The European Food Safety Authority gave four companies approval to recycle PET into food packaging using Erema and Starlinger technologies. Meanwhile, an application from Veolia was rejected.
The Panel on Food Contact Materials, Enzymes and Processing Aids (CEP), which is part of the European Food Safety Authority (EFSA), issued five opinions on PET recycling processes in recent months.
In the European Union, recycled plastics and additives can only be used in food and beverage packaging if they’re first reviewed by EFSA for safety. Recycling companies submit applications to individual countries, which apply to the EFSA on their behalf. In all cases below, the German Federal Office for Consumer Protection and Food Safety submitted the applications on behalf of the companies.
The following is a semi-annual roundup of recent opinions from CEP. Plastics Recycling Update published its previous EFSA roundup in December.
Approval given for Starlinger technology
On Feb. 4, the CEP issued an opinion allowing Russian company PolyER to use Starlinger deCON technology to recycle post-consumer PET into flakes for use in bottles or thermoforms.
In the first step, scrap containers are processed into hot caustic washed and dried flakes, which are then pre-heated in batch reactors by a flow of hot gas. After that, the flakes are introduced into a solid-state polycondensation (SSP) continuous reactor, where they’re exposed to high temperature and a combination of vacuum and gas flow. That decontaminates them and boosts their intrinsic viscosity.
The resulting flakes can be converted into 100% RPET thermoforms or bottles for any type of food or drink, although trays are not intended to be heated in a microwave.
Erema basic technology gets nod
On Feb. 5, the CEP approved three companies to use versions of the Erema basic technology to recycle post-consumer PET for food-contact applications. It published approvals for three Germany companies: RE-PET, Buergofol and STF Recycling.
In each case, the input material is hot caustic washed and dried PET flakes from post-consumer containers. The flakes are continuously fed into a reactor equipped with a bottom-mounted rotating mixing device. They’re crystallized and decontaminated under high temperature and vacuum. Then, the flakes are fed into the extruder, where they’re melted under atmospheric pressure and solid contaminants are filtered. In the case of RE-PET and STF Recycling, the plastic will then be pelletized; in the case of Buergofol, it will be extruded into sheets.

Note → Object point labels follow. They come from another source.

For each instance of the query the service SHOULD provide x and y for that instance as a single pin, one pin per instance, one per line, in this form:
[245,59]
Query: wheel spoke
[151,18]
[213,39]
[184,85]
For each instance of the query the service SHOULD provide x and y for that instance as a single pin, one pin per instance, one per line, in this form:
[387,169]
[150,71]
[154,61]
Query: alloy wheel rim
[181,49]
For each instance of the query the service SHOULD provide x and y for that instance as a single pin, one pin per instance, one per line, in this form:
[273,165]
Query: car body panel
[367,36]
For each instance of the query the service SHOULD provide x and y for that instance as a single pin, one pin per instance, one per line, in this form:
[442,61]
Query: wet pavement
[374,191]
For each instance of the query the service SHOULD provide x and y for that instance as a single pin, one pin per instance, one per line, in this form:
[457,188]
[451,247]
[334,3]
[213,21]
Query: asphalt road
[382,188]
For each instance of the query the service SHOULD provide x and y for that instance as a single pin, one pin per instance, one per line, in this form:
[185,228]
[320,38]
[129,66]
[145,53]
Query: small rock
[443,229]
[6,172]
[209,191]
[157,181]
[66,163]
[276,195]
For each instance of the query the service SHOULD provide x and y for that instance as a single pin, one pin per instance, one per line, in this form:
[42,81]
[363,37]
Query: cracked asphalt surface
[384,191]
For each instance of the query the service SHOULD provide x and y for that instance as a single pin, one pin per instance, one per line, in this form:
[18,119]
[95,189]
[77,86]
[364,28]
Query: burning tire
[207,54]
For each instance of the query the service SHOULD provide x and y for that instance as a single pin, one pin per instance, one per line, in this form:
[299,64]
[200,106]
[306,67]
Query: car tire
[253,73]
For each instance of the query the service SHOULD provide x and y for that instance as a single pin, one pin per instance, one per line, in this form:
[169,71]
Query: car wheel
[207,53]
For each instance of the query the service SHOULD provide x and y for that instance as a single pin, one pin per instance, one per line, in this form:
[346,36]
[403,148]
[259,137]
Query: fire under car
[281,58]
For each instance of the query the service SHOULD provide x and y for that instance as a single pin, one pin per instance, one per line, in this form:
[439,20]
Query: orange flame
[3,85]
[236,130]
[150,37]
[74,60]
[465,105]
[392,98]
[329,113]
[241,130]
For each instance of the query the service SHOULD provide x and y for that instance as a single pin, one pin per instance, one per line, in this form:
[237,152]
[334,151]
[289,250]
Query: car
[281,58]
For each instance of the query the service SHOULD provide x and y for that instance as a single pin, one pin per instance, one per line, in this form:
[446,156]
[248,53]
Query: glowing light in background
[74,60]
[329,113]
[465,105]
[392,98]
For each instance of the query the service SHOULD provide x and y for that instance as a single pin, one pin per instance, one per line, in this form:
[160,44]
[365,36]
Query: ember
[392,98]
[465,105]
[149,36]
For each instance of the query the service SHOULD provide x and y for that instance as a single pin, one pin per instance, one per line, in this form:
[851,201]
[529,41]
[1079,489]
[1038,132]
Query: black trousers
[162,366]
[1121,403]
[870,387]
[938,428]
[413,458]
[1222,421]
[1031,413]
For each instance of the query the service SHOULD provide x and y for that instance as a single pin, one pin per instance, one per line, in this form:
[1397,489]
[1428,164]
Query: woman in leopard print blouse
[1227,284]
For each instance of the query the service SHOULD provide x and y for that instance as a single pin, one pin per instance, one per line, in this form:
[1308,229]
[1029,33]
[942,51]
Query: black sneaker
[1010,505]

The panel determined RE-PET’s recycled pellets can be used at up to 70% content in water bottles and up to 100% content in other product packaging, Buergofol’s sheets can be used to make 100% RPET thermoforms to hold food and drink (except drinking water) and STF Recycling’s pellets can be used in 100% RPET food and drink packaging.
Panel declines to OK Veolia application
On April 29, CEP published an opinion concluding that Veolia PET Germany had not submitted enough detailed information about its Veolia URRC process to demonstrate it produces PET flakes that are safe for food and drink packaging.

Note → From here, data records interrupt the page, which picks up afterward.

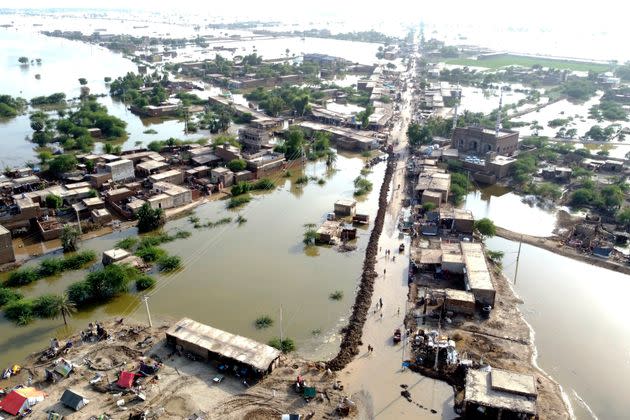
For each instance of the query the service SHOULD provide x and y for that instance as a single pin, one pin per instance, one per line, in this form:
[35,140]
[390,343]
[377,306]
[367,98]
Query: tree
[54,306]
[237,165]
[485,227]
[419,135]
[69,238]
[53,201]
[61,164]
[623,216]
[149,218]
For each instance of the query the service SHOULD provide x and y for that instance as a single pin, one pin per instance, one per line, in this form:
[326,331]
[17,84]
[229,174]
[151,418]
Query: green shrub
[80,293]
[50,267]
[19,311]
[336,295]
[127,243]
[264,184]
[22,277]
[240,188]
[150,253]
[8,296]
[239,201]
[169,263]
[237,165]
[79,260]
[264,321]
[46,306]
[285,346]
[145,282]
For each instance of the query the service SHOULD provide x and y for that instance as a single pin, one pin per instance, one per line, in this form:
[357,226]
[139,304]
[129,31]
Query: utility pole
[437,347]
[281,334]
[518,257]
[146,304]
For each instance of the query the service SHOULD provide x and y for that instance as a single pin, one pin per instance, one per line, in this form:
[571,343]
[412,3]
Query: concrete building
[345,207]
[121,170]
[500,394]
[6,246]
[169,195]
[253,139]
[222,176]
[433,182]
[479,141]
[477,276]
[174,176]
[150,167]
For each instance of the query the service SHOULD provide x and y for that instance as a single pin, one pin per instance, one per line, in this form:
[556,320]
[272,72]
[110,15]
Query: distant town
[395,161]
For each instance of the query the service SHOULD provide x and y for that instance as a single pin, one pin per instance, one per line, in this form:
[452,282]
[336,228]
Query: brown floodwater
[233,274]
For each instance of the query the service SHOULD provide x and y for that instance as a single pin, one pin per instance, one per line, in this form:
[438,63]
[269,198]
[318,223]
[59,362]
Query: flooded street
[578,314]
[507,210]
[233,274]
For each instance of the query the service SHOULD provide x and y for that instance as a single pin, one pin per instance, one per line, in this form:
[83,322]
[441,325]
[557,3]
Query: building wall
[476,140]
[6,247]
[486,297]
[121,171]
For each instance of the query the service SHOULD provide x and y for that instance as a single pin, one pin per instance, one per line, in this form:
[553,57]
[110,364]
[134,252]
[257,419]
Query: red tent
[14,403]
[125,380]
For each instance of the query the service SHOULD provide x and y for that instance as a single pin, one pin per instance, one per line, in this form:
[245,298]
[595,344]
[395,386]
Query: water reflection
[232,274]
[508,210]
[579,314]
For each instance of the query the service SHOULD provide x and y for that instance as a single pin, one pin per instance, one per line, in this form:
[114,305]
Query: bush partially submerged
[285,346]
[336,295]
[169,263]
[264,321]
[8,296]
[145,282]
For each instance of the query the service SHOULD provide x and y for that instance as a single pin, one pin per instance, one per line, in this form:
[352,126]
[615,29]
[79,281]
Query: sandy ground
[557,247]
[374,378]
[181,388]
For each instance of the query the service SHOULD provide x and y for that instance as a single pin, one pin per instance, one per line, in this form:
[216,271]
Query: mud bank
[352,333]
[558,248]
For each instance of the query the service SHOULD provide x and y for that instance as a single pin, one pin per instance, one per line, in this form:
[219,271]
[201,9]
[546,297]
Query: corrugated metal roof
[233,346]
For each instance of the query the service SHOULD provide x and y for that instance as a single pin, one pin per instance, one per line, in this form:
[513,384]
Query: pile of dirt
[110,357]
[352,333]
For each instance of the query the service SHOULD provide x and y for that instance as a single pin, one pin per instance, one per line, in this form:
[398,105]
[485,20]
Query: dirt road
[374,378]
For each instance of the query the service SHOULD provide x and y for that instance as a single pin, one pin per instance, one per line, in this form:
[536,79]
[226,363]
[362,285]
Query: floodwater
[579,314]
[233,274]
[475,99]
[508,211]
[64,62]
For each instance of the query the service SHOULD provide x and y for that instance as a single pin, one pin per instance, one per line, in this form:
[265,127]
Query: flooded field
[233,274]
[578,314]
[507,210]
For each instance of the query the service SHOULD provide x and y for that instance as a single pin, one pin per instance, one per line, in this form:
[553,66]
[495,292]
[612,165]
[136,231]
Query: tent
[21,399]
[125,380]
[14,403]
[73,400]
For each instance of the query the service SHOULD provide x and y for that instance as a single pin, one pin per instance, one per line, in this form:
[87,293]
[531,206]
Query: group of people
[388,252]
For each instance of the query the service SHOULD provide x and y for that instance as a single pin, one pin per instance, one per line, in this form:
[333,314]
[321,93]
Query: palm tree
[64,307]
[331,158]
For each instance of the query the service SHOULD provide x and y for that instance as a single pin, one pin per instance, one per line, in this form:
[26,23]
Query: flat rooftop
[476,267]
[433,181]
[235,347]
[480,390]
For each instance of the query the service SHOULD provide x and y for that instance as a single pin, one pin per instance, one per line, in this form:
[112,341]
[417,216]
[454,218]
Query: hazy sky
[603,14]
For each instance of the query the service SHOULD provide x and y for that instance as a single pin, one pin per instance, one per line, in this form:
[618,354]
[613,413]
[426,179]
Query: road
[375,378]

“Based on the information submitted to EFSA, the applicant has not demonstrated in an adequately performed challenge test or by other appropriate evidence that the recycling process is able to reduce contamination of the PET flake input to a concentration that does not pose a risk to human health,” the CEP wrote.
Veolia PET Germany applied to use its Veolia URRC process to recycle post-consumer food-grade PET containers into flakes. The technology was formerly known as “modified hybrid URRC UnPET,” according to the opinion, and the panel previously evaluated the technology, but the latest application includes modified operating parameters.
In the URCC process, scrap PET containers, mainly bottles, are processed into hot caustic washed and dried flakes, which are fed into the URRC technology. The process involves three main steps. First, the flakes are coated with a sodium hydroxide or potassium hydroxide solution and heated in a continuous mixing screw. Then, they are pre-dried in a continuous reactor and heated to a higher temperature than during the first step. Finally, the flakes are treated in a continuous rotary oven under high temperature and a dry air counterflow.
The applicant stated that “decontamination occurs by saponification/depolymerisation of a surface layer of the flakes and by diffusion of contaminants towards the surface followed by removal by air flow,” according to the publication.
But CEP said it wasn’t able to get detailed enough descriptions of all of the steps involved, it lacked information about the decontamination through depolymerization, and it questioned whether the tests conducted at lab scale were representative of industrial-scale recycling.